That’s correct. If you want to use #my_research.custom_float inside an MLIR vector type or use certain ops such as those from the arith dialect, we need (3) because those types/ops only accept types that upstream MLIR considers to be float types (i.e., FloatType).
Yes, that’s what I implemented in the above-mentioned PR. It comes at a compilation time cost though.
Thanks for the analysis. I think this provides a pretty reasonably derived worst case bound to what the cost is.
I don’t know how to make this decision, but the first thing I would want to ask is what the typical cost is for a moderately complicated real world program. My guess is that the cost is probably negligible in such cases.
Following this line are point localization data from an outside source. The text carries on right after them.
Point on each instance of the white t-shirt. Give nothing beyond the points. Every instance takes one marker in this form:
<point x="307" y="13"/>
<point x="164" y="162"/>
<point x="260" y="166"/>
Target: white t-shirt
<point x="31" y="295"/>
And that is a far easier position to argue a benefit from if it is true.
The “heaviest” integration test that we have in MLIR is the sparse compiler test suite. But that’s still a pretty small test.
Benchmark 1: mlir-opt sparse_binary.mlir --sparsifier="enable-runtime-library=false enable-buffer-initialization=true vl=2 reassociate-fp-reductions=true enable-index-optimizations=true"
BEFORE
Time (mean ± σ): 229.5 ms ± 4.4 ms [User: 331.0 ms, System: 103.6 ms]
Range (min … max): 222.7 ms … 241.3 ms 50 runs
AFTER
Time (mean ± σ): 230.8 ms ± 3.6 ms [User: 332.2 ms, System: 105.8 ms]
Range (min … max): 225.1 ms … 247.4 ms 50 runs
Do you have some larger examples/models in IREE that I can try? (And instructions how to compile them?) If I remember correctly, the IREE CI can also measure compilation time. Would that be a good indicator or is the data too noisy?
Just in case it might be tangentially relevant as a proof of existence for the parametrizability of the family of FP types, here are some reference (slow) conversion helpers between f32 and {f16,bf16,f8e4m3,f8e5m2,f8e4m3fnuz,f8e5m2fnuz}. Just to give a taste of what a parameter space might look like.
I did a few runs on big Fortran application using floating points (mainly WRF from SPEC FP 2017 (couple hundred Fortran files that take ~1100s to compile on an AMD EPYC 9334) and aermod_11 from Polyhedron (about 50kloc that takes about 80s to compile), I saw no measurable compile time impact with @matthias-springer patch.
Instrumenting the code, getFloatSemantics current number of calls in flang (at -O3) is roughly linear with the number of lines in these apps, so the extra cost there is not visible when compared to all the other compilation costs.
So I do not see problems with this change on our side.